Umit Metin, porte-parole du Rassemblement des associations citoyennes des originaires de Turquie, association d'entraide non politique, est plus nuancé. Il pense qu'il faut «organiser des espaces de retrouvailles entre Turcs et Arméniens pour que chaque camp comprenne les souffrances de l'autre». Mais trouve la construction de mémoriaux «prématurée» : «Ça ne fait que nourrir les extrêmes.» A l'inverse, Hilda, militante humanitaire d'origine arménienne, dit que ce mémorial «devrait être un lieu où les Turcs s'agenouillent, comme a su le faire Willy Brandt en Allemagne devant les camps de concentration».
«Représailles». Aykun, 22 ans, Arménien de Turquie, étudiant en France, ne se rendra pas aux commémorations de lundi : «Ce genre de manifestation est souvent filmé par la police et les médias. Les cassettes pourraient être envoyées en Turquie. Je risque des représailles à mon retour, et même la prison. Ma famille à Istanbul risque aussi des ennuis.» Un étudiant turc, membre d'une association culturelle où cohabitent Turcs et Arméniens, refuse lui aussi de donner son nom.

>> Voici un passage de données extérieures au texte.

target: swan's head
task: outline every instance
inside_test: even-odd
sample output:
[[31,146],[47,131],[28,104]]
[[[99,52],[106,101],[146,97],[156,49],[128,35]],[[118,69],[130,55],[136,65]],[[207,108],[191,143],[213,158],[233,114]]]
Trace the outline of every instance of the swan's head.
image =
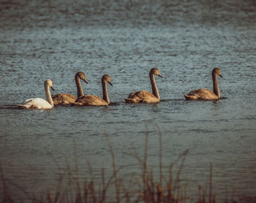
[[86,78],[86,75],[83,72],[78,72],[75,74],[75,77],[78,77],[80,80],[83,80],[88,84],[88,82]]
[[222,77],[222,73],[220,72],[220,69],[219,68],[214,69],[212,70],[212,73],[219,75],[221,77]]
[[162,77],[162,76],[160,74],[159,70],[157,68],[151,69],[150,72],[149,72],[149,75],[158,75],[158,76]]
[[53,91],[55,91],[55,89],[53,88],[53,81],[51,81],[51,80],[50,79],[47,79],[45,81],[45,86],[48,86],[49,88],[51,88],[51,89]]
[[111,78],[108,74],[104,74],[102,77],[102,83],[104,82],[108,82],[108,83],[110,84],[111,86],[113,86],[113,84],[111,83]]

Il s'agace : «J'en ai marre qu'on ne s'adresse à nous que pour nous parler du génocide arménien. Ça fait quatre-vingt-dix ans que ça s'est passé. En parler ne fait qu'attiser la haine entre les deux camps. Ça ne nous intéresse pas, on laisse ça aux historiens. Nous, on n'a pas de souci avec ça.»

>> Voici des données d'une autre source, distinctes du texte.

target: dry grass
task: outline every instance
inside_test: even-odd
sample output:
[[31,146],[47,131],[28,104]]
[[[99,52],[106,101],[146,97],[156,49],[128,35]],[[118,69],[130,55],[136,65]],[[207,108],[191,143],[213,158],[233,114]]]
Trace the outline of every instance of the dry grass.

Les associations restent dans leur camp. Le président d'A ta Turquie, Murad Erpuyan, trouve dangereux de construire des mémoriaux : «Cela ne fait pas avancer le débat, surtout pour les jeunes générations issues de l'immigration, qui risquent au contraire de glisser vers l'extrémisme.» Il pense «qu'il faut tout de suite arrêter l'approche bourreaux-victimes, qui provoque un sentiment de frustration et des réactions défensives de la population turque». A l'inverse, Armen Serpoyan, porte-parole de la FRA Nor Seround (nouvelle génération d'Arméniens), dit ceci : «Mémoriaux et manifestations sont importants pour notre communauté . Ils permettent de commémorer nos morts et de montrer que nous n'avons pas oublié Ñ et que nous n'oublierons pas tant que la Turquie n'entame pas un processus de repentir.»